A duo of burly, gun-toting Hasidic gangsters and their doting bubbe are the breakout characters in Darren Aronofsky’s 'Caught Stealing'.
To bring them to life, the film had a secret weapon: a Yiddish whisperer.
Motl Didner, program director for the National Yiddish Theatre Folksbiene, first heard rumblings of the crime caper through a casting notice seeking Yiddish-speaking actors. He didn’t know the notice was for an Aronofsky film, but he passed the details along to members of the company, and even sent in a self-tape to be considered for a role. Later, the production got in touch to use him as a Yiddish coach.
“That’s when I found out who exactly it was that I lost out to,” Didner told our PJ Grisar. “I don’t feel so bad about losing out to, like, Liev Schreiber.”

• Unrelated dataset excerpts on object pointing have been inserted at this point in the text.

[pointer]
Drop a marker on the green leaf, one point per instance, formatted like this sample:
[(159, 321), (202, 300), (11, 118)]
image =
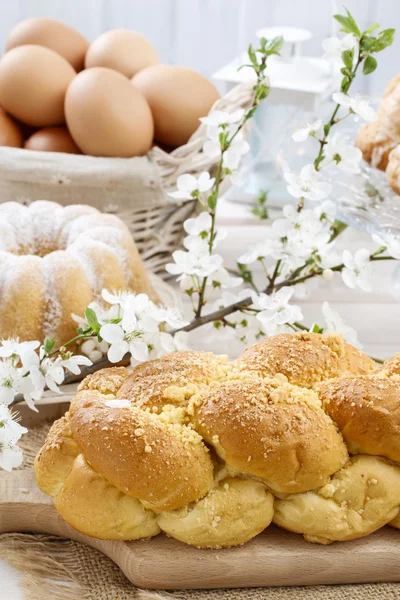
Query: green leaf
[(274, 46), (91, 318), (354, 25), (263, 43), (48, 345), (371, 28), (212, 201), (348, 57), (348, 24), (384, 39), (370, 65), (344, 84), (250, 112), (252, 56)]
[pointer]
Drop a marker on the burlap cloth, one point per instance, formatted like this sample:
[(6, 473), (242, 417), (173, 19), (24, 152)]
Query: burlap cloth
[(57, 569)]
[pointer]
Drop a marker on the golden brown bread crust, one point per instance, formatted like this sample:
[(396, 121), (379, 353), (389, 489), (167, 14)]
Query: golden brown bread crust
[(304, 358), (271, 430), (360, 498), (112, 515), (393, 170), (232, 513), (106, 381), (172, 379), (391, 366), (164, 465), (377, 140), (55, 459), (365, 142), (127, 455), (367, 411)]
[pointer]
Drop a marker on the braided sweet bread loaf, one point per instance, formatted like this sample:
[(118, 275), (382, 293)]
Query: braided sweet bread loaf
[(301, 429), (376, 140)]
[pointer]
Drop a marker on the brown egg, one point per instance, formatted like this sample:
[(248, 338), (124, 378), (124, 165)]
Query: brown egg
[(10, 133), (122, 50), (52, 139), (106, 116), (178, 97), (52, 34), (33, 82)]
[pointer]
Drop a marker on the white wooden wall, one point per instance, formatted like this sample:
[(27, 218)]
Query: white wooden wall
[(205, 34)]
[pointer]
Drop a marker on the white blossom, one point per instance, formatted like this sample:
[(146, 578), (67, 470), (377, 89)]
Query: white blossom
[(199, 225), (276, 310), (169, 315), (121, 342), (308, 184), (43, 371), (260, 250), (328, 274), (391, 241), (73, 362), (358, 104), (304, 229), (309, 129), (190, 186), (220, 117), (13, 382), (13, 347), (223, 278), (327, 210), (335, 324), (357, 271), (340, 150), (197, 262), (181, 339), (10, 433), (233, 155), (138, 331), (334, 47)]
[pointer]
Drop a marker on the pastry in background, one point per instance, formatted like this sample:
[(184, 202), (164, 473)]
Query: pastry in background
[(52, 139), (52, 34), (393, 170), (178, 98), (376, 140), (122, 50), (55, 260)]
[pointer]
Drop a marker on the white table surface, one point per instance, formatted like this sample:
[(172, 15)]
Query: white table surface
[(376, 316)]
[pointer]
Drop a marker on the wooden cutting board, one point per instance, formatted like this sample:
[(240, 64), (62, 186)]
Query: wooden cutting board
[(274, 558)]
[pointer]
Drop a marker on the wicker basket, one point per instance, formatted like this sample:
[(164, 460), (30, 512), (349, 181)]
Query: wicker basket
[(135, 189)]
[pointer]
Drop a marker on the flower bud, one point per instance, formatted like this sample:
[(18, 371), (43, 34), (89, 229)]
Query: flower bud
[(327, 274)]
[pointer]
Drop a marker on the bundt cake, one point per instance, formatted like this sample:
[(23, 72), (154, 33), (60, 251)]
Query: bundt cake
[(55, 260)]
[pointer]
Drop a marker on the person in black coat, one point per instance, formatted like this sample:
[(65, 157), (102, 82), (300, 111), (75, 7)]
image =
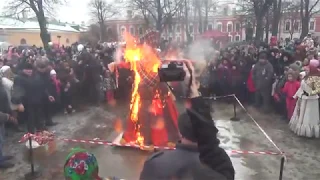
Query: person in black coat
[(33, 89), (198, 155)]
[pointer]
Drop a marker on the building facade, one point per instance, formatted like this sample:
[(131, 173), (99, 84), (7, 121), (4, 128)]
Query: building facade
[(232, 25), (17, 33)]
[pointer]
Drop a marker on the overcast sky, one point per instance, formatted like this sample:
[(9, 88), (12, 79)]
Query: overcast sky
[(73, 10)]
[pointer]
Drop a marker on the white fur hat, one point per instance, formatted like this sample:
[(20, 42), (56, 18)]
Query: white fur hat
[(53, 72), (80, 47)]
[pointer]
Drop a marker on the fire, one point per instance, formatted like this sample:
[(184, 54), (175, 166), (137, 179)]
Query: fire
[(135, 54)]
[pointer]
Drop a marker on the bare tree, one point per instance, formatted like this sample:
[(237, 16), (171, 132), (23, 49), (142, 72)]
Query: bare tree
[(100, 11), (307, 9), (276, 16), (259, 9), (292, 16), (159, 11), (41, 8)]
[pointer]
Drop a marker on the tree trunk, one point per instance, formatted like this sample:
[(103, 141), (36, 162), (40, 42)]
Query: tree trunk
[(276, 17), (187, 21), (160, 16), (267, 27), (305, 27), (44, 34), (102, 32), (205, 24), (259, 29)]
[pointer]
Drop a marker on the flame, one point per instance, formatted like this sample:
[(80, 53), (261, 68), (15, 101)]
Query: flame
[(134, 54)]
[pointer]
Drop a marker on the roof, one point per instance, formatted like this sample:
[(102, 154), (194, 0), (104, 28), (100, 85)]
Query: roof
[(9, 23)]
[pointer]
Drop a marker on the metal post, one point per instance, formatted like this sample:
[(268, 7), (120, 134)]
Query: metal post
[(281, 167), (32, 175), (235, 118)]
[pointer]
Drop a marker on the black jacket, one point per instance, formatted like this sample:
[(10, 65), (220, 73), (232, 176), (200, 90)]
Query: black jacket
[(184, 162), (208, 144), (32, 90)]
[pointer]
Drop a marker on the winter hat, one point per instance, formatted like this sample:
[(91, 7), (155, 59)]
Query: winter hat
[(53, 72), (314, 63), (303, 74), (185, 127), (294, 67)]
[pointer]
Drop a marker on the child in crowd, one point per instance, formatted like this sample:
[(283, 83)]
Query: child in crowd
[(290, 88), (109, 85), (66, 98), (82, 165)]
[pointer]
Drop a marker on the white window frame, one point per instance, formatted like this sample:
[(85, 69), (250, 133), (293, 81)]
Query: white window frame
[(133, 30), (210, 24), (231, 29), (191, 32), (219, 24), (285, 26), (178, 28), (140, 28), (237, 36), (122, 30), (235, 27), (314, 25)]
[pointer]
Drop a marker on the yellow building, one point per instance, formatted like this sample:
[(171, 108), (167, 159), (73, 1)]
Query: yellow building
[(17, 33)]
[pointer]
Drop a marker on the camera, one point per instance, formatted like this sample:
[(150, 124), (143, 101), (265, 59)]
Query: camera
[(173, 71)]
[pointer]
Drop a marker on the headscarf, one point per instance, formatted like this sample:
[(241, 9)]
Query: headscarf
[(6, 72), (81, 165), (313, 67)]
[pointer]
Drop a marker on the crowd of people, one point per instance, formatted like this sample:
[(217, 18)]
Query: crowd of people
[(36, 84)]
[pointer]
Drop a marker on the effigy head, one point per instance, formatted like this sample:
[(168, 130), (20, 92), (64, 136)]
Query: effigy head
[(151, 37)]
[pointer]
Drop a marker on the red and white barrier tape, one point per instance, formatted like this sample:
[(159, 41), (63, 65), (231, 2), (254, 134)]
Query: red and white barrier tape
[(102, 142)]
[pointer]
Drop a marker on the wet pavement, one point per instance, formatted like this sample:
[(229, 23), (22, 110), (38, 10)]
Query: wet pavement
[(97, 122)]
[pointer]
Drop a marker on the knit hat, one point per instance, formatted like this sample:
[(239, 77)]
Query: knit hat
[(81, 165), (53, 72), (185, 127), (314, 63)]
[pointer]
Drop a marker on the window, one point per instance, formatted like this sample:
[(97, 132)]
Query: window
[(287, 26), (229, 27), (200, 29), (296, 26), (237, 38), (109, 31), (311, 25), (191, 28), (220, 27), (123, 29), (170, 28), (238, 27), (131, 30), (140, 31), (178, 29), (23, 41)]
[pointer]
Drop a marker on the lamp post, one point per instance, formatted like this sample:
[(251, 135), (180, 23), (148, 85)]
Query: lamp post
[(59, 37)]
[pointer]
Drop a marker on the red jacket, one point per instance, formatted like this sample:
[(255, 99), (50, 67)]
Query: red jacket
[(250, 84), (290, 88)]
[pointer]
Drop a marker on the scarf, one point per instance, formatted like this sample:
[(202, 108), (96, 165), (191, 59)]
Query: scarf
[(81, 165)]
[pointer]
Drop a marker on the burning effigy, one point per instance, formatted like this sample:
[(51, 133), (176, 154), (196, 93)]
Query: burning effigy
[(152, 119)]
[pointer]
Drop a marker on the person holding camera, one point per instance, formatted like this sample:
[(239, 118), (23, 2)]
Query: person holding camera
[(198, 155)]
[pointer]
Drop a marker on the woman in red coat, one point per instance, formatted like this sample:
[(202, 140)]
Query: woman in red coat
[(251, 87)]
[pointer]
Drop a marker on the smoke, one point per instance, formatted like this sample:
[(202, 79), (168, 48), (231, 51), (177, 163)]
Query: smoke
[(201, 52)]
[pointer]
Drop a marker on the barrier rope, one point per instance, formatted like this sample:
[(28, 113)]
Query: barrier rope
[(44, 140)]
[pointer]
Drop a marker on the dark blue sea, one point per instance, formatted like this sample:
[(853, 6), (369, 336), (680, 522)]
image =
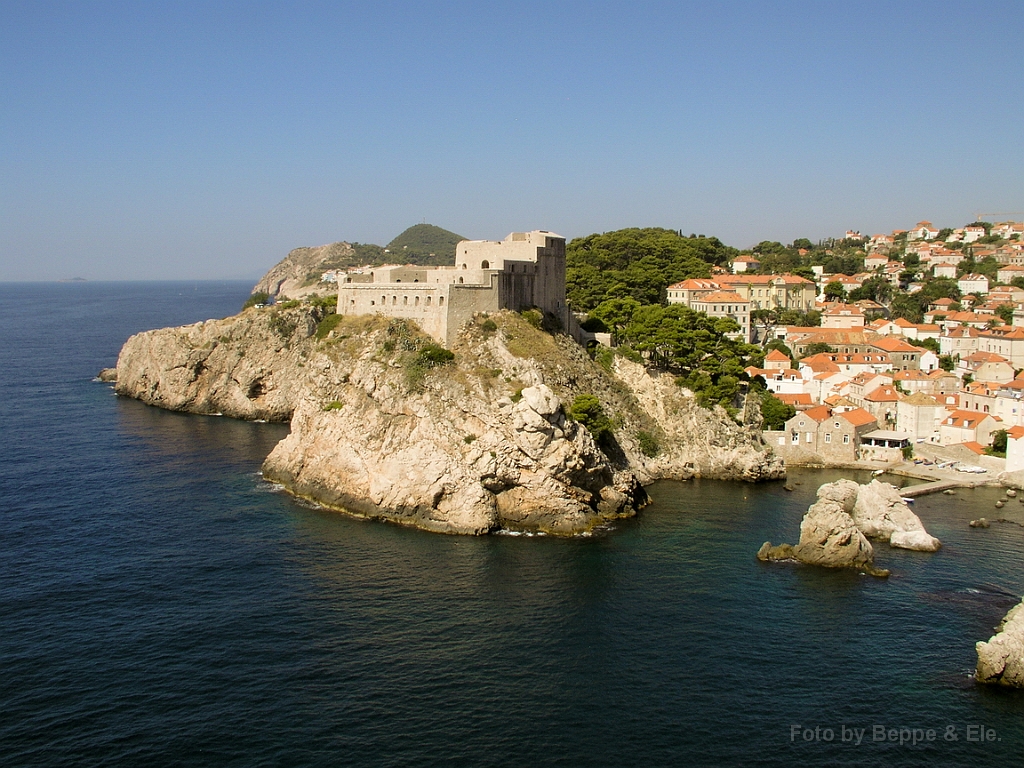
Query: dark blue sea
[(161, 605)]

Didner worked with Schreiber, Vincent D’Onofrio and Carol Kane — respectively playing a pair of frightening drug lords and their grandmother — settling on a Hungarian dialect for their dialogue, and even rewriting some of their Yiddish lines. The duo show up as a threat to the film’s protagonist, Hank (Austin Butler), who finds himself caught in the middle of their quest to recover piles of money from other ethnic gangs in 1998 New York City.
And Didner wasn’t the only dialect coach for D’Onofrio and Schreiber; they had a separate one for English.
“Darren Aronofsky was very specific,” Didner said of “the boys” — how Aronofsky referred to the characters. “He didn’t want them to speak English with a Yiddish accent.”
The film is a “love letter” to a past New York, Grisar writes, “stuffed with tributes to bygone establishments like Kim’s Video, cameos by WFAN’s Mike Francesa and an ethnic patchwork that gives observant Jews a central role.”